Page 7 - Deal Round Up September 2020
P. 7
It had a 2,000 seater stand with bars, a restaurant and hospitality boxes, not bad for a club
that was in the Kent League!
Promotions followed and in 1993 in front of a crowd of 5,951 fans they entered Tottenham
Hotspur in a friendly.
Then the cracks started to appear. They had spent all the money from their former ground,
plus an extra million! This forced them to sell the ground back to the council and lease it back,
which they struggled to do. By 2012 they had moved out and into Woodstock Park where they
play today. The Bull Ground now has a Sainsbury’s on it.
Dartford
Sometimes crisis happens to non-league football
clubs which just cannot be avoided and certainly
Dartford have experienced this over the years.

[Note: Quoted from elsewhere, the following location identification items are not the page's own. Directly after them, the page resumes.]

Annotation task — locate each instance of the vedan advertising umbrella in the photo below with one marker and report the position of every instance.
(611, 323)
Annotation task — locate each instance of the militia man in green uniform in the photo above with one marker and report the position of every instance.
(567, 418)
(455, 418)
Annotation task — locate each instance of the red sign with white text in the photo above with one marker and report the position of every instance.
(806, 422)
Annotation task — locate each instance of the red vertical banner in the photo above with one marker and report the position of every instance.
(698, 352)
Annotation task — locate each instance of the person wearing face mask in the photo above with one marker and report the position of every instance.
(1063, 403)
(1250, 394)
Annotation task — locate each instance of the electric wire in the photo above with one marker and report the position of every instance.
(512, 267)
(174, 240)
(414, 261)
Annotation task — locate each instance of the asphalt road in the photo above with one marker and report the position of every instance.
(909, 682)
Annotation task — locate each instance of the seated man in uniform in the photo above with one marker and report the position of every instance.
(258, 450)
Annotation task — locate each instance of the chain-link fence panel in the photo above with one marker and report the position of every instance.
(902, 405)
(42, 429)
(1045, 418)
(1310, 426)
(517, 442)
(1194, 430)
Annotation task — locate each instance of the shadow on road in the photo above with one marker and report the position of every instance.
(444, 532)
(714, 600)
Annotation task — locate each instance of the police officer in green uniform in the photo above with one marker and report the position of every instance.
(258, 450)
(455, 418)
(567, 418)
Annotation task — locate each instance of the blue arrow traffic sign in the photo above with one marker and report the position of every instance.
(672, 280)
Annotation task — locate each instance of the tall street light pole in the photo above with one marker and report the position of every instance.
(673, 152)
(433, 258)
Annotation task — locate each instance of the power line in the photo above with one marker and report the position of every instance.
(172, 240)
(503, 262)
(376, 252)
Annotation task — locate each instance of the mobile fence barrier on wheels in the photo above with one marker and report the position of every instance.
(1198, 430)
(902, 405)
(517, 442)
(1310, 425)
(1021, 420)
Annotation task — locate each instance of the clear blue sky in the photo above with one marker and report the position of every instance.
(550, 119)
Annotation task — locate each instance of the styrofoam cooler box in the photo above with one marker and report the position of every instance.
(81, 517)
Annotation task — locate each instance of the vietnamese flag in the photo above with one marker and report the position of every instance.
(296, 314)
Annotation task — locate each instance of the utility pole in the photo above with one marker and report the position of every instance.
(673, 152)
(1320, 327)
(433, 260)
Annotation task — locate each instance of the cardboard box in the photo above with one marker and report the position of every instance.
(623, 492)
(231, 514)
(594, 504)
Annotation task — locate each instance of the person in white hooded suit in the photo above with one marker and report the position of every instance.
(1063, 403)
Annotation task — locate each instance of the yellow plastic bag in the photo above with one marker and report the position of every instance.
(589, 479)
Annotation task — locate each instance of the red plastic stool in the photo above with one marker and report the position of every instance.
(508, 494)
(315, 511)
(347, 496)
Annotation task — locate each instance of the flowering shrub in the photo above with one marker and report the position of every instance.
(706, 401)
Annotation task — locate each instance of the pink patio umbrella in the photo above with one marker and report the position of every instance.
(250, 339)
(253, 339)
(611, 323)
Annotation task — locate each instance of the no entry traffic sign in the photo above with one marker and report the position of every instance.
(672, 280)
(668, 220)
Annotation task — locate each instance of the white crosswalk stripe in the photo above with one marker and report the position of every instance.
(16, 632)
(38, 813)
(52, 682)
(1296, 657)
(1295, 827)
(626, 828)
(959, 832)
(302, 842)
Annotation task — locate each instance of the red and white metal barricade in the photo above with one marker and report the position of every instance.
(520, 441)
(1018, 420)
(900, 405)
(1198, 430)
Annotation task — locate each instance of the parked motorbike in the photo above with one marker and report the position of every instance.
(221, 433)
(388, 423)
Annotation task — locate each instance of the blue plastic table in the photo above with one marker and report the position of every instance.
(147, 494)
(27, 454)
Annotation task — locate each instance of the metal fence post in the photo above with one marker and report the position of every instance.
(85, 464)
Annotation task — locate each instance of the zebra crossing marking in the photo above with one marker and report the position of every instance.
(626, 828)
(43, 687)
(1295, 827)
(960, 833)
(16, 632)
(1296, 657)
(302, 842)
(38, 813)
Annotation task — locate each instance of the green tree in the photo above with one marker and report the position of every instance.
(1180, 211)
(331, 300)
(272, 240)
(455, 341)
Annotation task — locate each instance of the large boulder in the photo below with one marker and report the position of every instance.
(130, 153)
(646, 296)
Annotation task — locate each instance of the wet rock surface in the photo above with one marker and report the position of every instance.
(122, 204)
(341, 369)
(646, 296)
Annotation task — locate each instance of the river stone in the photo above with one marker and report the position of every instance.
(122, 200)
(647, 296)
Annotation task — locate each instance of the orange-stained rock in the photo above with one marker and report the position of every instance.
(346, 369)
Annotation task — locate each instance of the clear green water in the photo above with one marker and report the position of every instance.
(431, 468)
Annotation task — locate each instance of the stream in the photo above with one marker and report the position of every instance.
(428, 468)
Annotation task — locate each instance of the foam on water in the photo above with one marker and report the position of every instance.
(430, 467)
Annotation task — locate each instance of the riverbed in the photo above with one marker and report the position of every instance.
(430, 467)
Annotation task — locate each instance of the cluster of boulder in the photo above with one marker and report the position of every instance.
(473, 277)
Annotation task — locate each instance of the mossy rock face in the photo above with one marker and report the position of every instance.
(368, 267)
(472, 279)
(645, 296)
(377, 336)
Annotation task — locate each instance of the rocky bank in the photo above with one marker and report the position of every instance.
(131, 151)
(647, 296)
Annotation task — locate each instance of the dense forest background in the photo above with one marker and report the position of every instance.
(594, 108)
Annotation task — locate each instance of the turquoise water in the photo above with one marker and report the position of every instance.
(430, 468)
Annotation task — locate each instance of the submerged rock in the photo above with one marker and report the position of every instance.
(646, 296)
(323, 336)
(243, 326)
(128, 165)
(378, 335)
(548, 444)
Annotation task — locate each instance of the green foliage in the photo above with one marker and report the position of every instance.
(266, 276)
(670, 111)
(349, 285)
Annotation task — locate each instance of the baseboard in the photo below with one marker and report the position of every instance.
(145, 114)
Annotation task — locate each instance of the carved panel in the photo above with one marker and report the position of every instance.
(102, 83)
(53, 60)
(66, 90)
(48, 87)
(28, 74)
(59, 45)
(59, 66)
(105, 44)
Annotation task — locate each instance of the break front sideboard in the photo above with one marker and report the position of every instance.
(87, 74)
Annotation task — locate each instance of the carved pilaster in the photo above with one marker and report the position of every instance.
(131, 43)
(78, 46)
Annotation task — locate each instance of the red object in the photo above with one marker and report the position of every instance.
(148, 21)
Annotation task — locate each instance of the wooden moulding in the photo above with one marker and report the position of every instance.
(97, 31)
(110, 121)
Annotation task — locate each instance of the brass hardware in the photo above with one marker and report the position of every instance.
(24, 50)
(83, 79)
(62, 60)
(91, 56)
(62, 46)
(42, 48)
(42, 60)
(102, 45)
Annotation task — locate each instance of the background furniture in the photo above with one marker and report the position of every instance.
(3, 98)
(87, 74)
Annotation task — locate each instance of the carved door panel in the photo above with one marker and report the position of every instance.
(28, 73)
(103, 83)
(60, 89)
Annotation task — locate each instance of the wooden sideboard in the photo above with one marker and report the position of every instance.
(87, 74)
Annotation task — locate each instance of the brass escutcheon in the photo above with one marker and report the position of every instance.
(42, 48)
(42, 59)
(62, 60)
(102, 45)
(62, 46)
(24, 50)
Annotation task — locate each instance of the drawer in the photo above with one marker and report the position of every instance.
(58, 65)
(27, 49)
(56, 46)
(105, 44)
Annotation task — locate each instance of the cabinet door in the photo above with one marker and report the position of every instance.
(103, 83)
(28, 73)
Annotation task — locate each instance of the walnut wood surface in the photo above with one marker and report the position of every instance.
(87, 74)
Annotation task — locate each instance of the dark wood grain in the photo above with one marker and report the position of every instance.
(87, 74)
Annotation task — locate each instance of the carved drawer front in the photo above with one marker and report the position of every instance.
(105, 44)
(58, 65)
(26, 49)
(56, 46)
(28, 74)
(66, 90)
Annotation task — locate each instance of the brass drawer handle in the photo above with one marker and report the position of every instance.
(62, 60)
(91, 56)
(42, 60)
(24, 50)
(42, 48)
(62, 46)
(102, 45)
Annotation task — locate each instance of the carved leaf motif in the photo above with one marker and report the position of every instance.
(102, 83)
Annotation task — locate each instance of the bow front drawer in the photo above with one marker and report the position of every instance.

The club was riding high in the late 1980s with
impressive league form and some good cup runs,
under the management of Peter Taylor.
With gates averaging over 1000 the future looked
bright at their Watling Street ground where they
had played since 1921.
But because of the disasters at Hillsborough and the awful fire at Bradford City the Football
Association brought in strict new ground regulations. As a consequence the club found itself
stretched by the costs of upgrading the old Watling Street facilities, but when neighbours
Maidstone United, on the verge of promotion to the Football League, were in need of a ground
to share, the money they offered to Dartford was ideally timed. The arrangement was working
well until the Stones imploded in 1992, leaving the Darts without rent and handing them the
£500,000 for ground improvements, which practically finished them. They had to sell Watling
Street, which is now housing and after groundsharing for many years did not move back to the
town until 2006, when they moved into the council built Princes Park.